The jawbone sings out:
"Because of the goodness of this Lady
And because of her loveliness, and because
She honours the Virgin in meditation,
We shine with brightness. And I who am here dissembled
Proffer my deeds to oblivion, and my love
To the posterity of the desert and the fruit of the gourd."
All the light goes out of the room, except for the gleam of the jawbone, which I lift and place in my own face.
"Come to the desert, Westin. What is your posterity?"
Over the chatter of the room, there is the sound of a door opening, and we pass through the heaving pitch-black crowds, my jaw a candle.
no subject
Date: 2011-02-27 06:13 am (UTC)I know this place. I have been here, but there was life then, albeit thin squabbling life and poor shacks barely hinting at the rooms and tunnels underground. There is nothing but the low sound of wind, now, and the air does not move. The books in halls beneath our feet are crumbling, the flaking tatters of them and the blackened pages still and blind.

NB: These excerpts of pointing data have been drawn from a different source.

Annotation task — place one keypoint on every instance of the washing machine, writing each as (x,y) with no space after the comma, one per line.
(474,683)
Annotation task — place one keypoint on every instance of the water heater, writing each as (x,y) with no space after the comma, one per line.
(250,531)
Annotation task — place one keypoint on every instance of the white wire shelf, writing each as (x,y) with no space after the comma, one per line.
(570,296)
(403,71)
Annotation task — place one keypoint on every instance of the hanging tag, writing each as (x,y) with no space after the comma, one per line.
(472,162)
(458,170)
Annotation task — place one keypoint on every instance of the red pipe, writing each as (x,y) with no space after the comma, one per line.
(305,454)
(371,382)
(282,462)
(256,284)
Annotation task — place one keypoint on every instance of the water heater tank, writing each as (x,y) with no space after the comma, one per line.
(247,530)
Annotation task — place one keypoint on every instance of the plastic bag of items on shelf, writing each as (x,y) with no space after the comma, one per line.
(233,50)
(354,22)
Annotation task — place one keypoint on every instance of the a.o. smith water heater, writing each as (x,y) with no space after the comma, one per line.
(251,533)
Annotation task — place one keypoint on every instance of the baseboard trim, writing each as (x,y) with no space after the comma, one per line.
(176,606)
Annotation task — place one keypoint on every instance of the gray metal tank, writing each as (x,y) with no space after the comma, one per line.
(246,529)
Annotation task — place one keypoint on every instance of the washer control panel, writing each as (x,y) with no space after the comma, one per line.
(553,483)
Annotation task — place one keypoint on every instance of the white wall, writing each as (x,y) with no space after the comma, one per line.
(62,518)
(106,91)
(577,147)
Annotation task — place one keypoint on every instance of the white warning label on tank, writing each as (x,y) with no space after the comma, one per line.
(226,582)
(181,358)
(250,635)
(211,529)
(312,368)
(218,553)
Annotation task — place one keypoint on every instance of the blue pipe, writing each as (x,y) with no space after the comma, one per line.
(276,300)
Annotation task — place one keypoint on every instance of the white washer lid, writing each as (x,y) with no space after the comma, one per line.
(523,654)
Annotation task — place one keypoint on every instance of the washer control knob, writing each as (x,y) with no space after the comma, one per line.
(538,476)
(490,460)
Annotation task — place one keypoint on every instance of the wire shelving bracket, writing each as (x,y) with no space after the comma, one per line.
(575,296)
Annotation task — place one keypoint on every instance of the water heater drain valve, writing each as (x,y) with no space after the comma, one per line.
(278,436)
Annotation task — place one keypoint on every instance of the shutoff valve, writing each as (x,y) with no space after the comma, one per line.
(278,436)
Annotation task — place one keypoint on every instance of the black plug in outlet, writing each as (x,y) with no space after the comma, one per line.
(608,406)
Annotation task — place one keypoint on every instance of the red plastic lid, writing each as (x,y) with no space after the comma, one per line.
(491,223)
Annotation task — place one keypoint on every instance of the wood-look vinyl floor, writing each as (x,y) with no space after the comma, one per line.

It is Bethlehem. Where the words were buried and their bodies dug up in pieces. Where the dead men lose their bones--no--
But she is not in my hands anymore, she pours out words from another woman's face. I think it is another woman's face; surely it could not be Linnea again? She is older, after all, but there has been so much time between then and now...
"I have built my posterity," I say. "I have made--beautiful things," and I draw that knowledge to myself. It is not warm, exactly, it is too pure for that, but there is a strength to it. "Things have opened their eyes and breathed in this world that never would have been without me, and I have suffered to make it so." And for all of that I cannot reach the words beneath the ground. They are crumbling away.
no subject
Date: 2011-02-27 10:49 pm (UTC)"I have made--beautiful things," he says, and the jaw flares bright in the dark city.
"Things have opened their eyes and breathed in this world that never would have been without me, and I have suffered to make it so."
"Tell me about your suffering, Westin," says the jaw. My own tongue lies still. "Tell me how it compares to mine." And the jaw laughs, a high sharp sound that sends things that are not quite birds fluttering from the crumbling arches and eaves.
no subject
Date: 2011-02-27 11:47 pm (UTC)"You to help me learn," I say, and I am swaying a little on my feet. "I to be able to do it again. Doesn't it--don't you see how it compares, then? I chose it, yes, but I couldn't expect you to. You didn't understand." Young and stupid and blind, but still she awoke such understanding within me, so I cannot fault her too badly for it all.
I rather wish I had kept something of my most recent work behind, to set beside her jawbone. It is a foolishly sentimental thought, and yet... I fins I am reaching out to touch her jaw again, fingers painted in its glow.
no subject
Date: 2011-03-01 04:22 pm (UTC)"You have no genius that lasts," says the jaw. I can smell skin burning, and the jaw becomes dislodged and falls to the floor, where it shatters into pieces.
The light from the bone goes out, and we are left in the dark.
no subject
Date: 2011-03-03 02:16 am (UTC)I am screaming, this time. I cannot stop.
no subject
Date: 2011-03-03 10:32 pm (UTC)Nightmares are no real justice, but it is all I have to give.